Today, many companies are using machine learning, and ML teams are growing—along with the complexity of ML projects. Establishing a well-defined and manageable process has become a central issue in this environment. ML model and dataset versioning is an essential first step in the direction of establishing a good process.
Although source code versioning tools are mature, and the best software engineering practices are well defined, these tools and practices don’t fit well into the ML workflow. ML requires managing models and large dataset files and tightening them along with code for reproducibility where traditional tools like Git work poorly.
Dmitry Petrov and Ivan Shcheklein explore open source tools for ML models and datasets versioning, from traditional Git to tools like Git-LFS and Git-annex and the ML project-specific tool Data Version Control or DVC.org.
Dmitry Petrov is a creator of the open-source tool Data Version Control (DVC.org), a building block for MLOps infrastructure.

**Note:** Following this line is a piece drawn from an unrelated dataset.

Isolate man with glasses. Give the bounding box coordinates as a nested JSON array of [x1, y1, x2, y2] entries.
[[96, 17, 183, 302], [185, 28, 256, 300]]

Dmitry is a former data scientist at Microsoft with a Ph.D. in Computer Science. Today, he is based in San Francisco working on tools for machine learning and data versioning as a Co-Founder and CEO of Iterative.AI.
Ivan Shcheklein is cofounder and CTO at Iterative AI, where he’s working on tools for data scientists. Previously, he was team lead for open source project Sedna.org and cofounded the Tweeted Times (acquired by Yandex in 2011). He holds an MS in CS.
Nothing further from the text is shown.